Take QCOR for example. It had a buyable gap up which then quickly turned into a loss the very next day. As we have suggested, it is prudent to set your stops just below the low of the gap up day, typically 1-2% under the low to allow for porosity or a temporary market pullback. Also, if the gap up occurred after the stock came straight up from lows, it may still be a legitimate buyable gap up, but a pullback of some percent (contextual to its chart pattern) should be allowed before the stock makes its way higher.
In terms of handling positions in one's portfolio, the handling of positions is always contextual thus subject to many subtle nuances of the stocks themselves as well as the general markets. Such subtleties can alter positioning and exposure on a real-time basis, thus what I or Gil expect to do today, may change tomorrow. In other words, there is no black and white answer, but that is what keeps investing fun and dynamic.
As an aside, the homebuilders group has shot up from 148th to 57th place out of 202 groups over the last 5 weeks.
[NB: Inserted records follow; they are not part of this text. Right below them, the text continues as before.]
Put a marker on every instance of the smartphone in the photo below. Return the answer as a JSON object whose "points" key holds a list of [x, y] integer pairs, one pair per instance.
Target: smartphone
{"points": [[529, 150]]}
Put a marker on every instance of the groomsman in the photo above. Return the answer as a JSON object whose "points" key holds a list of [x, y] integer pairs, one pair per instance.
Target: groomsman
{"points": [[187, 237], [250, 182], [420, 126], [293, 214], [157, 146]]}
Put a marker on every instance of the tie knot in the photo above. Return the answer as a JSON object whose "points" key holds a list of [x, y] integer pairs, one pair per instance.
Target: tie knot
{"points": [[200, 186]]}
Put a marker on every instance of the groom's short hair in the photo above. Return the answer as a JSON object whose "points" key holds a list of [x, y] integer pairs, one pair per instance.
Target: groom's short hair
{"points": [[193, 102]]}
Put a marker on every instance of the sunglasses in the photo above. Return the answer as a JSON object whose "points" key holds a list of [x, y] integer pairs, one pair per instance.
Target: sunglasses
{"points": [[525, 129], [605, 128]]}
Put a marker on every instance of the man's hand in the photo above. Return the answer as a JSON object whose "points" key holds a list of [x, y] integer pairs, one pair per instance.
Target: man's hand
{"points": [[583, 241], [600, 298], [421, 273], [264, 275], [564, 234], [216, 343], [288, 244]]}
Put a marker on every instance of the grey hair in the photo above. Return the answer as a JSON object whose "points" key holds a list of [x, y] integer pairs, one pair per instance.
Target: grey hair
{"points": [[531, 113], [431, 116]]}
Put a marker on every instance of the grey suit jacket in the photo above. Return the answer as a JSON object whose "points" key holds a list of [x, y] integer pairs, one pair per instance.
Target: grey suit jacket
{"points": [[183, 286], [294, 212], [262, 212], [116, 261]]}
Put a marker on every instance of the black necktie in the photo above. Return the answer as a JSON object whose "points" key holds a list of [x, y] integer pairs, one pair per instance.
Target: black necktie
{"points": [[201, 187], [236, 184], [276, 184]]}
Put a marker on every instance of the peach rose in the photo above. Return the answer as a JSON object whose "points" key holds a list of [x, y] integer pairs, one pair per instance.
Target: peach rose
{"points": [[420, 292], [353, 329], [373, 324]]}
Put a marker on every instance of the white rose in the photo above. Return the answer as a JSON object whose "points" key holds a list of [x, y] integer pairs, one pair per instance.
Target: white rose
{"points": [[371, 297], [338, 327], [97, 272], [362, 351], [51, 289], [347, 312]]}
More than half the names in this group are now sporting relative strengths above 90. LEN had a surprisingly robust quarter, and the view is held that homebuilders have put in a significant bottom. With interest rates kept at record lows for potentially the next 2-3 years, this could provide an opportunity for home buyers to lock in historically low rates on their home purchases, thus could spur the building of homes to meet increasing demand. But the economy is still relatively stagnant, and many cross currents abound, so speculating on where the group could go means little while focusing on price/volume action in the present is far more important. Should we see opportunity in individual names in this group at precise buy points, we will send out emails in real-time as we do.